Funding your investment
If you have the whole sum ready to invest in cash already then this part is relatively easy for you. All that we would point out is that negotiating as a cash buyer puts you in a stronger position when making a purchase, so be sure to make realtors aware of your situation.
If you do require funding alongside your cash investment you can either partner with others or look at investment property loans. You will need to compare the rates on offer, fees payable and your own eligibility to meet the lenders’ criteria.
Real estate agents
Real estate agents can be helpful in both assisting you in finding the right property and then aiding you with the legalities and searches that will need to be carried out. As such, it is worth contacting several in the area that you are looking to buy in and giving them a clear idea of what it is that you are looking for.
Do keep in touch with them regularly to remind them of your requirements and ensure that you are the first person that springs to mind when the right property becomes available.
Buying a property to sell
If your aim is to buy a property that you wish to sell on relatively quickly in order to make a profit, then there are a few things that you will need to keep in mind.
The first will be the location of the property. You need to ensure that you are familiar with the local area and property market so that you are buying at the right price in the right area. Do check on any upcoming changes and developments in the area, such as transport links, schooling or facilities opening or closing, as all of these can impact the value of property.
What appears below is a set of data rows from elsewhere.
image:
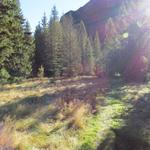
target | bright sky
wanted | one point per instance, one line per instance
(33, 10)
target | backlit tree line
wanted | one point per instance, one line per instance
(59, 47)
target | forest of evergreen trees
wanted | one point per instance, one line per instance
(61, 48)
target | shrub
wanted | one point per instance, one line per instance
(41, 72)
(4, 75)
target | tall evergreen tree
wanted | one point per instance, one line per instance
(13, 56)
(87, 50)
(72, 51)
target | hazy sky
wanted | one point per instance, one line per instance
(33, 10)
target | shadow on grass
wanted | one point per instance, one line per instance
(27, 106)
(135, 135)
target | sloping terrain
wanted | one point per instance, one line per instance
(82, 113)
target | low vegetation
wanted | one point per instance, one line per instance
(42, 116)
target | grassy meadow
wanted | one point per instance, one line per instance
(81, 113)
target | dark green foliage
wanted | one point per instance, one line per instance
(41, 72)
(15, 47)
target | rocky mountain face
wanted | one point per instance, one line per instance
(97, 13)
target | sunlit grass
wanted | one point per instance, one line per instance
(39, 122)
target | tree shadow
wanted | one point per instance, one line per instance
(135, 135)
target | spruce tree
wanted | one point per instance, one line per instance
(87, 58)
(13, 56)
(54, 50)
(72, 51)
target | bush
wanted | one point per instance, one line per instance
(4, 75)
(41, 72)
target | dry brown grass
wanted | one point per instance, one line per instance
(6, 136)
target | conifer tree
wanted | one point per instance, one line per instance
(13, 53)
(72, 51)
(87, 50)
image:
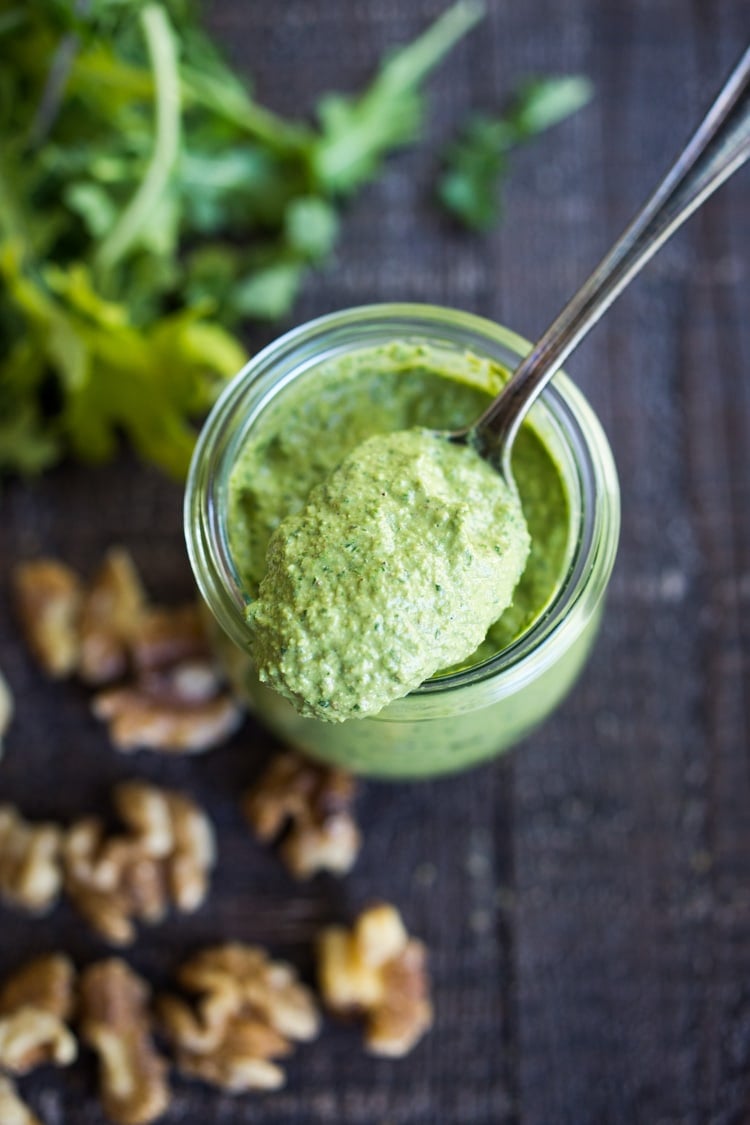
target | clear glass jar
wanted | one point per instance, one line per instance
(458, 719)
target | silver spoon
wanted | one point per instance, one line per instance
(720, 145)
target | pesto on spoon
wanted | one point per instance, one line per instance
(404, 557)
(397, 566)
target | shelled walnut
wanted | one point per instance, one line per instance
(246, 1013)
(35, 1004)
(110, 613)
(160, 687)
(312, 804)
(114, 1020)
(163, 860)
(48, 597)
(378, 971)
(175, 702)
(12, 1110)
(30, 862)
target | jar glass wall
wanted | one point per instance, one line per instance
(452, 720)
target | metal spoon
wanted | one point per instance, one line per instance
(720, 145)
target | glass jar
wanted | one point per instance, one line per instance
(459, 719)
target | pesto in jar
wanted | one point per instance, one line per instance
(300, 440)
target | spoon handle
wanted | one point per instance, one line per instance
(719, 146)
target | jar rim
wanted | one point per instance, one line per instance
(593, 557)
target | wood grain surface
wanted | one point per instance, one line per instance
(586, 899)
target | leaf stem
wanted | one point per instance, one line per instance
(162, 51)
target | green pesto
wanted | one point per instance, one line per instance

Along with the value of the property, the saleability needs to be considered. If you are looking to renovate the home and then put it back onto the market, how quickly is it then likely to sell? You will need to factor in the costs of continuing to pay the loan for several months if there is a downturn in the property market.
The final thing to bear in mind is that areas and therefore houses can have a ceiling price. Be careful not to invest in too great a renovation project that you fail to make the funds back on your investment.
Buying a property to keep
There are several options for you if you are looking to buy a property to keep.
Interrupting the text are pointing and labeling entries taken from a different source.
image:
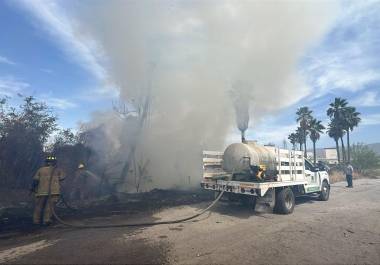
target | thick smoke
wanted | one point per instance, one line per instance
(179, 61)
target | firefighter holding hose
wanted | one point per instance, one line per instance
(46, 186)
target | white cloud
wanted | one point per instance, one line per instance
(367, 99)
(371, 119)
(6, 60)
(59, 103)
(347, 59)
(10, 86)
(63, 29)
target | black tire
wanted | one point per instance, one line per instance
(285, 201)
(325, 191)
(249, 201)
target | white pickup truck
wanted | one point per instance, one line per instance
(290, 175)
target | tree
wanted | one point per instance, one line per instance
(364, 159)
(304, 117)
(23, 134)
(335, 132)
(300, 136)
(337, 112)
(315, 128)
(293, 138)
(351, 120)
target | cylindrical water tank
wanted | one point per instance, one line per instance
(235, 157)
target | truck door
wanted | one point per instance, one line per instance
(311, 174)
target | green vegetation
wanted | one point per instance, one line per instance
(343, 119)
(26, 137)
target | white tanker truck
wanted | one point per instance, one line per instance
(251, 173)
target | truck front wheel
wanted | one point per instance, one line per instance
(285, 201)
(325, 191)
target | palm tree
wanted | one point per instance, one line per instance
(337, 108)
(304, 117)
(300, 137)
(293, 138)
(338, 112)
(335, 132)
(351, 120)
(316, 129)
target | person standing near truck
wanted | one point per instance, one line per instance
(349, 171)
(46, 187)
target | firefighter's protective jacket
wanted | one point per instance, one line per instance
(43, 176)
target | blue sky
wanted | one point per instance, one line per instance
(49, 63)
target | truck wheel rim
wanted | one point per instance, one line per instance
(288, 202)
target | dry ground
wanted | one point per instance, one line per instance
(344, 230)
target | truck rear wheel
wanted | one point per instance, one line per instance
(325, 191)
(285, 201)
(249, 201)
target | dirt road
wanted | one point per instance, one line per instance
(344, 230)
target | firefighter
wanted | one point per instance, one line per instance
(349, 170)
(46, 187)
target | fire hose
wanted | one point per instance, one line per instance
(83, 226)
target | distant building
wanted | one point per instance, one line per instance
(327, 155)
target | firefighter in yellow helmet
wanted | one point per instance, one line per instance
(46, 187)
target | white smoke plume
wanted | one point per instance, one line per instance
(185, 57)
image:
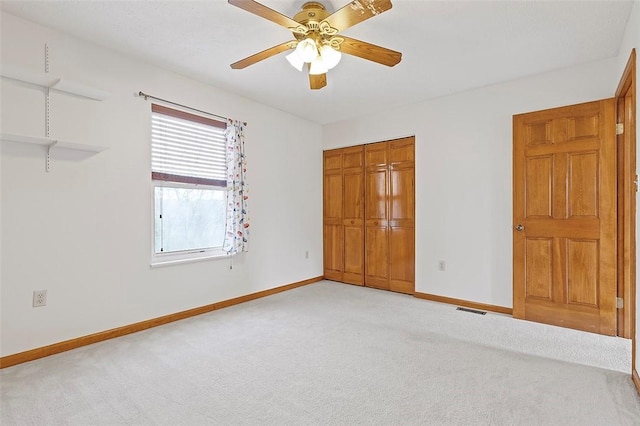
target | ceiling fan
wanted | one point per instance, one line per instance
(316, 41)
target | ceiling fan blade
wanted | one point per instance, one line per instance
(370, 51)
(356, 12)
(265, 12)
(317, 81)
(250, 60)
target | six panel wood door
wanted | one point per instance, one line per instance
(565, 217)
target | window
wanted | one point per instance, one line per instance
(188, 171)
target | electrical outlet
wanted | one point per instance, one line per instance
(39, 298)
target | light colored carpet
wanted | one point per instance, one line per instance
(331, 353)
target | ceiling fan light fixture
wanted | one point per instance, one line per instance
(295, 60)
(318, 66)
(330, 56)
(307, 50)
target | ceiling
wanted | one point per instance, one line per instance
(447, 46)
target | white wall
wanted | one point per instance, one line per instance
(83, 231)
(463, 173)
(632, 40)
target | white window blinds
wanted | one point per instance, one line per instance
(187, 148)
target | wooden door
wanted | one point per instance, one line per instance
(565, 217)
(376, 215)
(332, 215)
(353, 214)
(401, 215)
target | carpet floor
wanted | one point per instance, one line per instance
(333, 354)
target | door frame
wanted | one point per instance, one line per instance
(627, 188)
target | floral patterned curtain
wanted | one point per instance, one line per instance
(237, 227)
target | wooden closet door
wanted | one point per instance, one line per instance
(402, 215)
(353, 214)
(376, 215)
(332, 215)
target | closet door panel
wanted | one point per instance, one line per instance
(401, 260)
(377, 257)
(333, 254)
(333, 235)
(353, 214)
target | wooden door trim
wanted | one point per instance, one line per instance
(626, 114)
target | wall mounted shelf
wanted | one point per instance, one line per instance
(57, 84)
(56, 149)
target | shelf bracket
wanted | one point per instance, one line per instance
(48, 164)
Firstly, it is worth exploring adaptive reuse as a means to rejuvenate an old building by bringing it back to life as a facility needed and wanted by the local community. Businesses and construction companies hire experts who specialize in this field so it is worth making inquiries with them whilst you are looking into your purchase as they can give you a better idea of the work involved and projected income.
Alternatively you might like to buy a property and then rent it out. This might be one unit or perhaps an entire block of apartments, there are many possibilities. To do this, you will need to understand the projected rental income, or existing income if the property is currently being rented out. You might choose to renovate the home before renting, so again, you will need to run the numbers to check that this remains a financially viable option before purchasing.
You might choose to buy a property to use as a vacation rental, letting it out from time to time. This can work very well in a prime tourist spot and it could also give you a place to have breaks yourself from time to time. As with longer term rentals, look into the proposed income with this option, factoring in peak prices during peak season.
As a final option, you could buy a property and simply keep it as a second property. As the house value goes up, so does your investment. This would need to be an investment over the long term to see any real return on it, and you would want to have very little to no loans outstanding on the home to make this a viable option.